Are you kidding me? I’m not rude, so I just acted like I didn’t understand his point, rather than give him simple truths like, “We had those liabilities before Trump” and “You are benefiting from them” and “Congress has no plan to fix the shortfalls” and “They have extended us too far” and so on. He truly believes we should be taxed at 50 percent, and then everything will be hunky-dory.

As he got up to leave, I searched for a kind thing to say. “Well, you have a Merry Christmas, sir,” I said, and he laughed and said, “You too, thank you.” I thanked him for the great jokes, and he left.

I have thought a great deal about that meeting. I recalled that the answer to the debt that this socialist Democrat shared was exactly the same answer that was given to me by the first local Republican I met when I jumped into politics for the first time, ten years ago. “The debt has always been high.”

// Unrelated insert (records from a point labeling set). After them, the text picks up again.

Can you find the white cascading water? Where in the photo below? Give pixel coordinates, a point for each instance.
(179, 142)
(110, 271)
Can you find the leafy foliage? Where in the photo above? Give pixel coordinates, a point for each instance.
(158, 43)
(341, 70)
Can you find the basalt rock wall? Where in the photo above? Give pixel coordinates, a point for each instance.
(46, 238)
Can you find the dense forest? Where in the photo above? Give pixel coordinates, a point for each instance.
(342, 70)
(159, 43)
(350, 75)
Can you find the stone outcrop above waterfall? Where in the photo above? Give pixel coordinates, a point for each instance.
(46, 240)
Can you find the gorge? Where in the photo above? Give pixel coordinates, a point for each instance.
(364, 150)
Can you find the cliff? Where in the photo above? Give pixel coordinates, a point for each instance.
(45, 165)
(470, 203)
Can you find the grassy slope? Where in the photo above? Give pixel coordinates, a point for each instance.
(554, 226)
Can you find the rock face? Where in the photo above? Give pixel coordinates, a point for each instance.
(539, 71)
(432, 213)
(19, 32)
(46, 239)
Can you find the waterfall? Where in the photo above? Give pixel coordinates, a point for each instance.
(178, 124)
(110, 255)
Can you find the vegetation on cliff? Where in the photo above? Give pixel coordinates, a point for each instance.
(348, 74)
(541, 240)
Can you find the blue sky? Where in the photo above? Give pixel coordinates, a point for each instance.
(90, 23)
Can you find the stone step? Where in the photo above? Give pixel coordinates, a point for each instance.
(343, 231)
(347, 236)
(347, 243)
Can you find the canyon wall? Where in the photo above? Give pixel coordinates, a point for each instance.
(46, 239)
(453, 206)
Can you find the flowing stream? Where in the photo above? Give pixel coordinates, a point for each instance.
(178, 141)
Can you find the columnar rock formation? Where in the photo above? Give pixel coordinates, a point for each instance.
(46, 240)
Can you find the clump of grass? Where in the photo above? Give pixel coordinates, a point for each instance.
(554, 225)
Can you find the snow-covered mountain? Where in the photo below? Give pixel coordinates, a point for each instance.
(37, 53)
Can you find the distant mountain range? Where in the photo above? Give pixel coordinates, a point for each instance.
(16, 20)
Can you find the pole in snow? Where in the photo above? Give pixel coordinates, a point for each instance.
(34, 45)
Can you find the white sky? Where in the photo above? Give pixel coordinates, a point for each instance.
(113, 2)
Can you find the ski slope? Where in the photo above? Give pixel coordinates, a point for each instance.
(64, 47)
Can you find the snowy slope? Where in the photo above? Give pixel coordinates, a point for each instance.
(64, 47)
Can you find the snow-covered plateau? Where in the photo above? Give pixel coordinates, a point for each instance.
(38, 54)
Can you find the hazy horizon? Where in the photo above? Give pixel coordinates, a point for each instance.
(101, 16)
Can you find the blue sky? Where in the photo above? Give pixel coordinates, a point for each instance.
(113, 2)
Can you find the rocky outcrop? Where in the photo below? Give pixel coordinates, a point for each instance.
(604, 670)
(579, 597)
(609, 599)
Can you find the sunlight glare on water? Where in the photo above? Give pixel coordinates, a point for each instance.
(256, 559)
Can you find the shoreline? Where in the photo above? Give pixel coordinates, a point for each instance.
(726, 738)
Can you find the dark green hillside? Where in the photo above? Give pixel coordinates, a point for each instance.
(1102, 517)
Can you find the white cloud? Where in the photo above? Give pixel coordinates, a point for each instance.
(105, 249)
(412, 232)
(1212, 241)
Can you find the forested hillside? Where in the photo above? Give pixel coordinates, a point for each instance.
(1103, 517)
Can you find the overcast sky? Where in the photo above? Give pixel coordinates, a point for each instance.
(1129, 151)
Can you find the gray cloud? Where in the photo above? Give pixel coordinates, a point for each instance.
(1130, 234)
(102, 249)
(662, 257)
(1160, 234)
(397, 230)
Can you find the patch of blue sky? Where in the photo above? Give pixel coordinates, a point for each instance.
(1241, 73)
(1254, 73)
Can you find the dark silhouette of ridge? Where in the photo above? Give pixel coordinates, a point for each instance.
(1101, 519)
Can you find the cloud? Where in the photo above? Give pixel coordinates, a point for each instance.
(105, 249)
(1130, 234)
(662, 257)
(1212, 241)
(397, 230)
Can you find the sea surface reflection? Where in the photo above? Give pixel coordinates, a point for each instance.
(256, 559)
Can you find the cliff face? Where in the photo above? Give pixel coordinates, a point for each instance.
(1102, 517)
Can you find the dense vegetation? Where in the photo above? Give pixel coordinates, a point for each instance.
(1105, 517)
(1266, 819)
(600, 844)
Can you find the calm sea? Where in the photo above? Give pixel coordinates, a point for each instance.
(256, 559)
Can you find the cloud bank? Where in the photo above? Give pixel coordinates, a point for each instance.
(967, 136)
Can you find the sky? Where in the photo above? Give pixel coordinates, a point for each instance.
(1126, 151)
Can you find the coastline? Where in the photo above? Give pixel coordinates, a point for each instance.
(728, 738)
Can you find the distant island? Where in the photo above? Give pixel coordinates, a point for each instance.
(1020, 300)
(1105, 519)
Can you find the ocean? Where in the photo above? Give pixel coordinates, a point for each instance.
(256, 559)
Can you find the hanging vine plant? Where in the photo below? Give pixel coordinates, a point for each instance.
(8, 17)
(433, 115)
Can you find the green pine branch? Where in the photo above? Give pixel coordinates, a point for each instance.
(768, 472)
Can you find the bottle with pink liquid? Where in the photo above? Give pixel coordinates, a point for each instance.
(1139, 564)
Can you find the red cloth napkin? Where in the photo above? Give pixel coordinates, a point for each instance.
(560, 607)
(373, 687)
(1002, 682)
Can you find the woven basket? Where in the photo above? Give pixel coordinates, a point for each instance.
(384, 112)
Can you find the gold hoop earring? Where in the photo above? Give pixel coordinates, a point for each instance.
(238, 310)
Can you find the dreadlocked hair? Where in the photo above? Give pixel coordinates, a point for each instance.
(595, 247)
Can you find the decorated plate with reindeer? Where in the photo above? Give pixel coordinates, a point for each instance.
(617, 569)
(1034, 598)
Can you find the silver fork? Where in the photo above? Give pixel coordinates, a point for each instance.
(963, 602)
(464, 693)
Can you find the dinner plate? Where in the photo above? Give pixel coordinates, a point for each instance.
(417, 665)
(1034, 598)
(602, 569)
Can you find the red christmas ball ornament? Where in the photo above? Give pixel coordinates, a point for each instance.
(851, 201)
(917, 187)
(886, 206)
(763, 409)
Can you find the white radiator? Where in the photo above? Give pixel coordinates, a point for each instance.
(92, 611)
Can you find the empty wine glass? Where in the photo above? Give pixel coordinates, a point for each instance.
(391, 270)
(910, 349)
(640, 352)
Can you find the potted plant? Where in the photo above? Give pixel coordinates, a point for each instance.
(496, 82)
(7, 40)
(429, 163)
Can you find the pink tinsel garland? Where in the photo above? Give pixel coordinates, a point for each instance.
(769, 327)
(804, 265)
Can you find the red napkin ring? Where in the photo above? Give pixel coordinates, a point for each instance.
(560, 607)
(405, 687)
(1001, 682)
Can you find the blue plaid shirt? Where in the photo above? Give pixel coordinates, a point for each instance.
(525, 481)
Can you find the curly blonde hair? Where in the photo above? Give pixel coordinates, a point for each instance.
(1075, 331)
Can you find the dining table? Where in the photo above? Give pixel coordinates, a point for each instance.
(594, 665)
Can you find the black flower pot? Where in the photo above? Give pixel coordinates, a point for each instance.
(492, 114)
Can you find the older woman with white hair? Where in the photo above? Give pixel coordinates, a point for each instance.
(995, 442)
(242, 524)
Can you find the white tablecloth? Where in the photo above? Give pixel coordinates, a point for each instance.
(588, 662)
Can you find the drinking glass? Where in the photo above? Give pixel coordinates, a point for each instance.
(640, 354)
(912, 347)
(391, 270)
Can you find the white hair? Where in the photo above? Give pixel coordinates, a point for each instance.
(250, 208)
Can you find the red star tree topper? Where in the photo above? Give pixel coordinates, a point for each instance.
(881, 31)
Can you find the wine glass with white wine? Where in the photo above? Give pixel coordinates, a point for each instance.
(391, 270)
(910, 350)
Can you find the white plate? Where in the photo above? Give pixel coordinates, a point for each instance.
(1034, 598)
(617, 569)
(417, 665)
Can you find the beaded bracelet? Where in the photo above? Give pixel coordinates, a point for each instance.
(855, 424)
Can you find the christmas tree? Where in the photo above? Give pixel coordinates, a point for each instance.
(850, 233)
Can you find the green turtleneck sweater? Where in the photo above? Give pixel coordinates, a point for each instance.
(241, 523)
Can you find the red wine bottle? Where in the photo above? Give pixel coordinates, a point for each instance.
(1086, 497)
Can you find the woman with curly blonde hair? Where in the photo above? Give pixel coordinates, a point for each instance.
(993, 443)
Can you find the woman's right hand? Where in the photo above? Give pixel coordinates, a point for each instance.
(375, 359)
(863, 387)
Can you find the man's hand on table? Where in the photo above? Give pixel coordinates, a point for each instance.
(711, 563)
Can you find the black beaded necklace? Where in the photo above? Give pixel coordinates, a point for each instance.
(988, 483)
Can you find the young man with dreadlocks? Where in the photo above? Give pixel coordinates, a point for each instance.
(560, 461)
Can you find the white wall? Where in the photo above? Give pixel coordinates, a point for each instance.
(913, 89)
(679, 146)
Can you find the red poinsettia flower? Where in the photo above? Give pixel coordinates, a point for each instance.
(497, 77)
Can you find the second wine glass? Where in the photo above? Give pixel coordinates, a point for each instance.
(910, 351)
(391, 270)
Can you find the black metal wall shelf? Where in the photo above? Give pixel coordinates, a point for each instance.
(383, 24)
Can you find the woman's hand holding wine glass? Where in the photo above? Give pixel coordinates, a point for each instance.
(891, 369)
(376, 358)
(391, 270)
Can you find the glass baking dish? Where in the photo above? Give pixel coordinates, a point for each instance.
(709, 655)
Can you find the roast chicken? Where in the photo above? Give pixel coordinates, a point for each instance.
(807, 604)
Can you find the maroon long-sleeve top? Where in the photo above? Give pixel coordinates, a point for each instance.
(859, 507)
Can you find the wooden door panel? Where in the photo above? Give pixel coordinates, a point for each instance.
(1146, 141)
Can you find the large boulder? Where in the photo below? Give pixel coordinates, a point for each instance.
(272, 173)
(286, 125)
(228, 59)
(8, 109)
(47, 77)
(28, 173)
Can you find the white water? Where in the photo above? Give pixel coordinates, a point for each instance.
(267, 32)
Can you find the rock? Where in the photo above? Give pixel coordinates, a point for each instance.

It’s like a punch line to a joke. Almost.

Then, cynically, I thought the old man could afford to think the way he did. His working years are over; he has Social Security and Medicare; and he chooses to live in America despite that it does not give him enough free stuff for his liking. I’m one of two and a half workers paying for his benefits. My back will still carry the increased consequences of high debt, and so will my children’s and their future children’s.

The debt-to-GDP ratio is near 100 percent and quickly reaching WWII levels, yet the Republicans are salivating over new infrastructure spending and the Democrats have their hearts set on Medicare for all and a global warming tax.

The government is closed because of a disagreement between two fiscally irresponsible parties about how to spend more money.

And the punch line is, “Don’t worry; the debt has always been high.”